Abrir o coração. Animação vocacional em tempos difíceis e estimulantes
Juan Carlos Martos
Ed. Paulinas
216 páginas
Estimulante e esclarecedora é a leitura deste livro escrito por quem conhece os meandros da animação vocacional, concretamente na vizinha Espanha. Estimulante porque inquieta e incomoda a todos os cristãos e não apenas uma espécie – em vias de extinção (digo eu!) – de animadores e ou promotores vocacionais.
De facto, não podemos fazer as mesmas coisas de sempre e esperar, jubilosamente que seja, resultados diferentes dos anteriores. Dizia-o Einstein, chamando a isso, nada mais nada menos, “loucura”.
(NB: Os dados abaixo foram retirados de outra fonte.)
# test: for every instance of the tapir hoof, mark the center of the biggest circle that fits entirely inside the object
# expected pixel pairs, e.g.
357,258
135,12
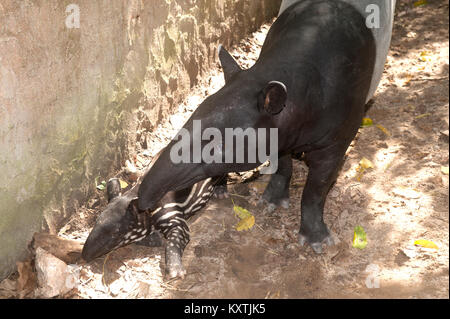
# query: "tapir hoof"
316,246
221,192
175,271
270,207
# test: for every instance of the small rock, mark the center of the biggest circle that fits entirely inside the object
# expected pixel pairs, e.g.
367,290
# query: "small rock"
54,276
444,136
334,193
177,120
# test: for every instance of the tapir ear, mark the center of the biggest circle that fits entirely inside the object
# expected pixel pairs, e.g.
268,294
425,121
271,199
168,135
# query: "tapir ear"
273,97
133,206
112,188
229,64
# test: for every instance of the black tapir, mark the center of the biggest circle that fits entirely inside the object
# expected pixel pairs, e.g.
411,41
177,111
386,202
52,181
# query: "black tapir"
121,223
315,73
311,81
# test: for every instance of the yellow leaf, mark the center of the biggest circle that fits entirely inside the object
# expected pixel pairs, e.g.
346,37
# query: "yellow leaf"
422,115
365,163
123,184
425,56
246,223
425,243
367,122
359,238
384,130
241,212
420,3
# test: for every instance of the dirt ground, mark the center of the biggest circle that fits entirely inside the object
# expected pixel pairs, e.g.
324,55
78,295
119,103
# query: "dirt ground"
403,198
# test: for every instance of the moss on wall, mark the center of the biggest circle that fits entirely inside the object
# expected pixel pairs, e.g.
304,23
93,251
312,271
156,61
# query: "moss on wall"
67,95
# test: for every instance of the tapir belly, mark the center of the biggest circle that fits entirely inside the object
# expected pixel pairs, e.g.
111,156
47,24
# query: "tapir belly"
382,35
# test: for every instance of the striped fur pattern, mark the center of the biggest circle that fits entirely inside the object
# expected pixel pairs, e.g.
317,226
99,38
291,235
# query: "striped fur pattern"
121,223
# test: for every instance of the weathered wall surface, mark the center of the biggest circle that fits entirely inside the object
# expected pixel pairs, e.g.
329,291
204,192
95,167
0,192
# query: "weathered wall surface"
67,94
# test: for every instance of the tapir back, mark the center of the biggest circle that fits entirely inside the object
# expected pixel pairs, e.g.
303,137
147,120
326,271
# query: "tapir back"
382,33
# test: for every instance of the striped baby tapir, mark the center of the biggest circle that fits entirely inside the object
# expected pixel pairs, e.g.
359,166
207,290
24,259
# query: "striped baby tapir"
121,223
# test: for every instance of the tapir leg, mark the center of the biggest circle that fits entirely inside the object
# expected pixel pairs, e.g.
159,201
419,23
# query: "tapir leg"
177,239
323,165
151,240
277,191
220,189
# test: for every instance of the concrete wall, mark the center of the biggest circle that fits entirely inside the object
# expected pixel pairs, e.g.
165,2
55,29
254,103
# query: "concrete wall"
67,94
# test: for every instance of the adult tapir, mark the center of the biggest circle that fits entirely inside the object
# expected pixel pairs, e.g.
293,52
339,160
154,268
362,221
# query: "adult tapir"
319,65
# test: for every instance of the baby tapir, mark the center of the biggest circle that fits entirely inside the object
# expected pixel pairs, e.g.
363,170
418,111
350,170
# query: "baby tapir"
121,223
316,71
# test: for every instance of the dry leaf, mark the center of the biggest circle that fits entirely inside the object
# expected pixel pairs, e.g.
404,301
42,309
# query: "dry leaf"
247,219
420,3
27,278
383,129
246,223
364,164
359,238
425,243
366,122
123,184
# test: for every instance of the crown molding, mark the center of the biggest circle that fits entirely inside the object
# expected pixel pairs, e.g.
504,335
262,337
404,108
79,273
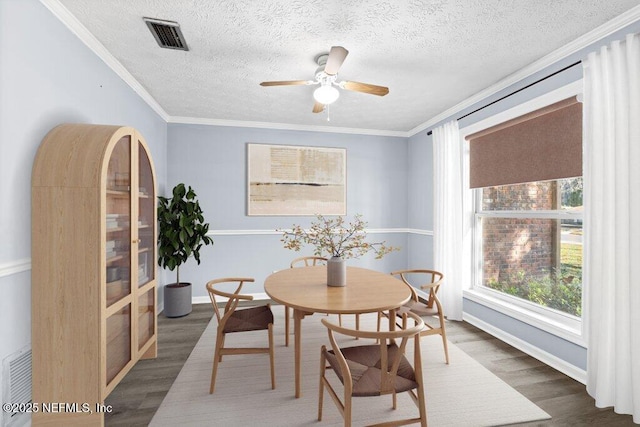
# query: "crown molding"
72,23
284,126
608,28
570,48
Este livro, com prefácio do Bispo de Aveiro, é um belo contributo para pensar, organizar, estruturar a pastoral vocacional não como um âmbito isolado da ação pastoral da Igreja, mas como âmbito transversal toda a pastoral da Igreja, vivido e exercido solidariamente, em conjunto.
Com exato realismo, que advém da vasta experiência do autor, o livro compromete aqueles que são sujeitos da ação pastoral vocacional. E o sujeito de toda a ação vocacional é toda a comunidade cristã, chamada a criar uma cultura vocacional.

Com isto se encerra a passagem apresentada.